The Brinton Museum Presents Canyons & Crescendos: Music of The American West on August 25
A Lecture, Music and Dinner Program on the Quarter Circle A Ranch
BIG HORN, Wyo. (July 11, 2016) – This summer The Brinton Museum presents Canyons & Crescendos: Music of the American West, an evening exploring the fascinating history of popular cowboy songs. From the open range era through the classic Westerns of the 1960s to the present day, guests will learn what made these songs so important to the life of a cowboy, and the American people. Dr. Ariel Downing will present this entertaining lecture alongside guitarist Dave Munsick, who will play a selection of the most iconic cowboy songs, including The Girl I Left Behind Me, The Strawberry Roan and Cowboy’s Lament, Little Joe The Wrangler and Don’t Fence Me In.
“Canyons and Crescendos will recreate the nostalgic mood of lonesome cowboys, cow camps and old-time songs sung under starlit skies,” said Brinton Museum curator, Ken Schuster. “It’s a playful and informative history lesson about music and life in the West, and a celebration of our American roots.”
Canyons & Crescendos is on Thursday, August 25 at 6:30 p.m. and includes an authentic chuck wagon dinner in the Brinton Pavilion with a front row seat to the Bighorn Mountains under a full moon. Tickets cost $25 for adults, $15 for children ages 6-12 and free for children under 5. They are available at the front desk of the museum or online at thebrintonmuseum.org.
“The American cowboy is recognized and admired around the world, and cowboy songs are among the most important genres of American folk music,” said Downing. “These are the melodies and lyrics that assured cattle of the cowboy’s night-time presence, and movie audiences of the 1930s and 40s that all really was right with the world.”
About Ariel Downing
A Wyoming native, Ariel Downing completed her Ph.D. in musicology at the University of Colorado at Boulder in 1997. Downing’s doctoral dissertation is entitled Music In Cowboy Culture of the Powder River Basin, Wyoming and focuses on perceptions of the cowboy-western music and images, the changing musical traditions among ranch folk in the Powder River Basin, and the impact of mass culture on their lives.

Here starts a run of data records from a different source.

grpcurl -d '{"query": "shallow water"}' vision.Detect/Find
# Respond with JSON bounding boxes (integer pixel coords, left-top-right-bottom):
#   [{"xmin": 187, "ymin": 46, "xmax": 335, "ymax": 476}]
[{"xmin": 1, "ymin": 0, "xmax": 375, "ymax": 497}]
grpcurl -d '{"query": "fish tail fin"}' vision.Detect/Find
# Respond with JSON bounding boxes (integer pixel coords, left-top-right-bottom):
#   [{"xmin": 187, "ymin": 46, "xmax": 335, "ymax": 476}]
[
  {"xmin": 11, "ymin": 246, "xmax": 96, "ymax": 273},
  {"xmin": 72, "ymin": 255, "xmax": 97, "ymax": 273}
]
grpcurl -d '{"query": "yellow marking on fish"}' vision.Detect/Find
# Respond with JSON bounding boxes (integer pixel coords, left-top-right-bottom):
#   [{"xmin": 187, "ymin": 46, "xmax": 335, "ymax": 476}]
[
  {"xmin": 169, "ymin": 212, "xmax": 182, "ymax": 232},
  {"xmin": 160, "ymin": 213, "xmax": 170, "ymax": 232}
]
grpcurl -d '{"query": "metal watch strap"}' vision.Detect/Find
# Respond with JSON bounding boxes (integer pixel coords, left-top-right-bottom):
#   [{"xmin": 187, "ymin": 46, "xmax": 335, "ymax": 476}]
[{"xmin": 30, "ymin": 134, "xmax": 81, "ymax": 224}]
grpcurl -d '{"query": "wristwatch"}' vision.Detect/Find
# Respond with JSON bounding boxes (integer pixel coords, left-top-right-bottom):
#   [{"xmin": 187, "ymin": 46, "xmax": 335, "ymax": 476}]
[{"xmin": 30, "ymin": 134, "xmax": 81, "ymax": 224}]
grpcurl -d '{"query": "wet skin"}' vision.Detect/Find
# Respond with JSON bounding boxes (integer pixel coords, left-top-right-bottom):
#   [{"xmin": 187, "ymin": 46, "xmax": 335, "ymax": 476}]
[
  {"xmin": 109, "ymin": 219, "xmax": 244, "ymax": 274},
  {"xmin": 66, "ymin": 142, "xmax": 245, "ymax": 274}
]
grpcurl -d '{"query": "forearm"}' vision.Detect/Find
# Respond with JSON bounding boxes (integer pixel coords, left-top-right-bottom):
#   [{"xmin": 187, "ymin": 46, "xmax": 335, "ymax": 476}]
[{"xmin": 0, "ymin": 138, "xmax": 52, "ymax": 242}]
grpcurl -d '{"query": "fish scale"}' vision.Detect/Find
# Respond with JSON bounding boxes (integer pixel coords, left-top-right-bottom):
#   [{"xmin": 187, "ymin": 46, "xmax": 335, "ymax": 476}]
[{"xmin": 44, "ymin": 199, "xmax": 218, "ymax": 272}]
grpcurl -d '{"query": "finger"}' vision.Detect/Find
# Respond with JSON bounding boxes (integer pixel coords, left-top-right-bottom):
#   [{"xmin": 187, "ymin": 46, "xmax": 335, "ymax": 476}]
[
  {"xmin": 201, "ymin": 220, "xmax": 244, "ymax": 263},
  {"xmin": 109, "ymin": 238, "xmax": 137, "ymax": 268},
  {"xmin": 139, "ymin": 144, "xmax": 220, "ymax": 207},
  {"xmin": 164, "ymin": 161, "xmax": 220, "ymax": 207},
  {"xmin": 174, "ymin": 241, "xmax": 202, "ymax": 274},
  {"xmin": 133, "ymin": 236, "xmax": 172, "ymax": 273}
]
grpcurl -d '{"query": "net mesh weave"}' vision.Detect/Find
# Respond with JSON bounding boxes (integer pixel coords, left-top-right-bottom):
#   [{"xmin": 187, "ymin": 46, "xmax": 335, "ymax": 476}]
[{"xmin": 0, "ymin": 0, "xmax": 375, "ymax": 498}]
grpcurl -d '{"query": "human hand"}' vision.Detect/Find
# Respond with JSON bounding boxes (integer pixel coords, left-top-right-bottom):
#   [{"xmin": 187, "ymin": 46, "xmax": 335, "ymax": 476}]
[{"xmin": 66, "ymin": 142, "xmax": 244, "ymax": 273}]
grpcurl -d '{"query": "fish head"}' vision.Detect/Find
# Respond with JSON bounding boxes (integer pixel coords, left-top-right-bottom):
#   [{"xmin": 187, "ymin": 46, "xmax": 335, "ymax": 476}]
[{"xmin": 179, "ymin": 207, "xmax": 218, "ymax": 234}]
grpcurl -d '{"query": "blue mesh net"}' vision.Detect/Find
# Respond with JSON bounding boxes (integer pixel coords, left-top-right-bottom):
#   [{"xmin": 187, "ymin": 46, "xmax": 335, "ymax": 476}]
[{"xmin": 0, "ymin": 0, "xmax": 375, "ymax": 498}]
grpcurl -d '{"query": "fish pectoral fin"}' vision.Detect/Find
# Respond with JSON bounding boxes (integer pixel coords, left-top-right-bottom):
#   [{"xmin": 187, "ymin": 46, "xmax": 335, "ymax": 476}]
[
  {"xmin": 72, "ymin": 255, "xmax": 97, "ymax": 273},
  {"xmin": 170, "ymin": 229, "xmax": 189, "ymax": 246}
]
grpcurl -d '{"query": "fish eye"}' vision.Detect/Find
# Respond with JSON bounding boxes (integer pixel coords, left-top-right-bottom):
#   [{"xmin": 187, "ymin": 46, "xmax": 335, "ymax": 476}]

Downing has played tuba, euphonium and bass trombone in numerous symphony orchestras, wind bands and jazz ensembles in northeast Wyoming and north-central Colorado, and currently participates in chamber ensembles, concert and jazz bands in the Sheridan area. She also serves as the coordinator for the annual Tuba Christmas performances in Sheridan, Wyoming, is also a member of the adjunct faculty at Sheridan College, teaching courses in music history and music education, and is the curator of museum education at The Brinton Museum.
About Dave Munsick
Dave Munsick has played music for most of his life. Beginning with piano as a boy, he later taught himself to play fiddle and guitar, and has learned to use these instruments along with his voice in order to express himself in the realm of song. Instrumentally he tends to draw on elements of jazz as a way of adding dimensions to folk, rock, and country compositions. He continues to write, record, and perform music in venues ranging from intimate house parties to concert halls and has recorded five albums of his original songs as well as two albums with his three sons that showcase the individual songwriting and musicianship talents of each member of the family band. Munsick also composes music for the private sector.
About The Brinton Museum
Founded in 1960, The Brinton Museum is a fine arts institution devoted to preserving the art and history of the West. Located on the historic Quarter Circle A Ranch in the foothills of the majestic Bighorn Mountains, it features 19th, 20th and 21st century American and Indian Art in a setting that is art unto itself. The new Forrest E. Mars, Jr. Building opened in June 2015, propelling The Brinton to its highest-ever annual visitation when the museum welcomed more than 20,000 guests from all 50 states and 30 different countries. Regular admission to The Brinton Museum is $10 for adults, $8 for students and seniors, and free for American Indians with tribal ID; active military, veterans and their families with military ID; and children 12 and under. The Brinton Museum offers individual, family and corporate memberships, featuring a number of benefits, including free reciprocal admission to hundreds of museums throughout the U.S. Museum hours are 9:30-5 p.m., 7 days a week. The Brinton Museum is located at 239 Brinton Rd., in Big Horn, WY.